Well I think my experience in dealing with the courts and No Win No Fee solicitors London has falsified his claim. My case, an accident at work claim, prospered last year even though the defendant’s solicitor was the judge’s own brother. It’s strange, but it’s real. The main weakness of the argument of my friend, and which life all too eagerly brought up, was this—just because people are friends does not mean that they cannot be professional. Judges and lawyers are not too keen on applying undue influence to the outcome of the case for the simple reason that they know they can be sanctioned, even disbarred, if caught. Whoever thinks that victory in one case at the price of losing a lifetime’s worth of prestige and effort is a bargain is clearly out of his mind. Lawyers and judges are smart people, despite their ambition.
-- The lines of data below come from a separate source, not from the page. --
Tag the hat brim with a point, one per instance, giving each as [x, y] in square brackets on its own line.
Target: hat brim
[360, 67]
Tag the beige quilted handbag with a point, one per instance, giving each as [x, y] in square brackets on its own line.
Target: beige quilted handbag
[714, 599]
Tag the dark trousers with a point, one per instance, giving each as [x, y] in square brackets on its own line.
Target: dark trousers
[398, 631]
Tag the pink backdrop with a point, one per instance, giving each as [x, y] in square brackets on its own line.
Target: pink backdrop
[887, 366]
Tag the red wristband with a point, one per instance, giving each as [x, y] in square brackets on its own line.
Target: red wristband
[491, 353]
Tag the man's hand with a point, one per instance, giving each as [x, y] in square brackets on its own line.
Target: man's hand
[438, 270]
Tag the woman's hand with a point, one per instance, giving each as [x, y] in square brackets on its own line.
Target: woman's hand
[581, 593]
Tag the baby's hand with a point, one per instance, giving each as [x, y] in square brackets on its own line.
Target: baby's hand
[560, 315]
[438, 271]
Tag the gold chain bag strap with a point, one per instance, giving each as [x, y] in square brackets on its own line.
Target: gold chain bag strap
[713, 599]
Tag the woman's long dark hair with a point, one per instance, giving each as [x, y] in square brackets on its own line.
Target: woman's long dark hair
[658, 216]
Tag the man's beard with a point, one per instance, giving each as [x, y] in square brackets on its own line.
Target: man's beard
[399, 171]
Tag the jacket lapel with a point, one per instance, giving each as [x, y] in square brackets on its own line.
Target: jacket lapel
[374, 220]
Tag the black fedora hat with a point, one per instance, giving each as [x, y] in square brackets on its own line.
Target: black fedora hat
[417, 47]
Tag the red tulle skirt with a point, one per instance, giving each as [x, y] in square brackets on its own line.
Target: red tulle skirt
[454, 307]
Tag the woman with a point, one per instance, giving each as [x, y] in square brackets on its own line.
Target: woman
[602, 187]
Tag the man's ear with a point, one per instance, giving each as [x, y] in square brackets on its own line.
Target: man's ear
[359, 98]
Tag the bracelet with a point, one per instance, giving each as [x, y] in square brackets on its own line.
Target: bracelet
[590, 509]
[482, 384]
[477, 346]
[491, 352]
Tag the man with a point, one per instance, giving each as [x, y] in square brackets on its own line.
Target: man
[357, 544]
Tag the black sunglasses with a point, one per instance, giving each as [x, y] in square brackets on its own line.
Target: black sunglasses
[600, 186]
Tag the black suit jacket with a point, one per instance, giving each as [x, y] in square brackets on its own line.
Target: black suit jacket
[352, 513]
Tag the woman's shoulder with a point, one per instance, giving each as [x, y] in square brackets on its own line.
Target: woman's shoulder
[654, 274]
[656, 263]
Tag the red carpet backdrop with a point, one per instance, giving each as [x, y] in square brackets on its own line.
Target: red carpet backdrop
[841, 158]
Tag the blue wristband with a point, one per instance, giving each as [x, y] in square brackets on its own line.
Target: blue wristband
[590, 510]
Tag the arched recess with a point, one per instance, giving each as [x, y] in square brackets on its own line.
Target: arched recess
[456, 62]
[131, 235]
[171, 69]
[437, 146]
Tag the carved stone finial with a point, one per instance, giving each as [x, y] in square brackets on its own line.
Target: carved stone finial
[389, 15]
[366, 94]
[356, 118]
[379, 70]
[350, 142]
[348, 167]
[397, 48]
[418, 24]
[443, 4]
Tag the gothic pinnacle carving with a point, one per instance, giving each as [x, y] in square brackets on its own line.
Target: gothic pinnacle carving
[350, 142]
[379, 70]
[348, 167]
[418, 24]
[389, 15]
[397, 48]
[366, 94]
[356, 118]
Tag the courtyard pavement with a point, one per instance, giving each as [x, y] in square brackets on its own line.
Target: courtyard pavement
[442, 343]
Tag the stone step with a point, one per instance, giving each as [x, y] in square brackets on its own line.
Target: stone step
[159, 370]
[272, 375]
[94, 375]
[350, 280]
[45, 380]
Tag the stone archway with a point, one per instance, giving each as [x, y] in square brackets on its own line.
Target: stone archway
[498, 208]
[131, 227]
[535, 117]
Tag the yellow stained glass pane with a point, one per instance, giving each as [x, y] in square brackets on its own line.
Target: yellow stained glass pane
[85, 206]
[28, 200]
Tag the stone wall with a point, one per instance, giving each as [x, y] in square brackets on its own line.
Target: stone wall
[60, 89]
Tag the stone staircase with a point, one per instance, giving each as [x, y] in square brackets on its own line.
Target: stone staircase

They know they cannot act willy-nilly, especially when people are all too ready to suspect collusion between them.

Another thing my friend forgot to take into consideration is that more than the fear of disbarment and loss of honor, judges and lawyers may not be in good terms with people presume them to be close with. Relatives may quarrel with each other, friends may hold grudges, and the proof of this is provided by life itself. Unhappy families and broken friendships are all too common in the world today, but even more so in an extremely competitive environment such as the world of jurisprudence. That lawyer is close to that judge, some say. Therefore we must hire him. But I ask: how do we know that they are really close? And even if they were, how do we know that nevertheless they are presently in good terms?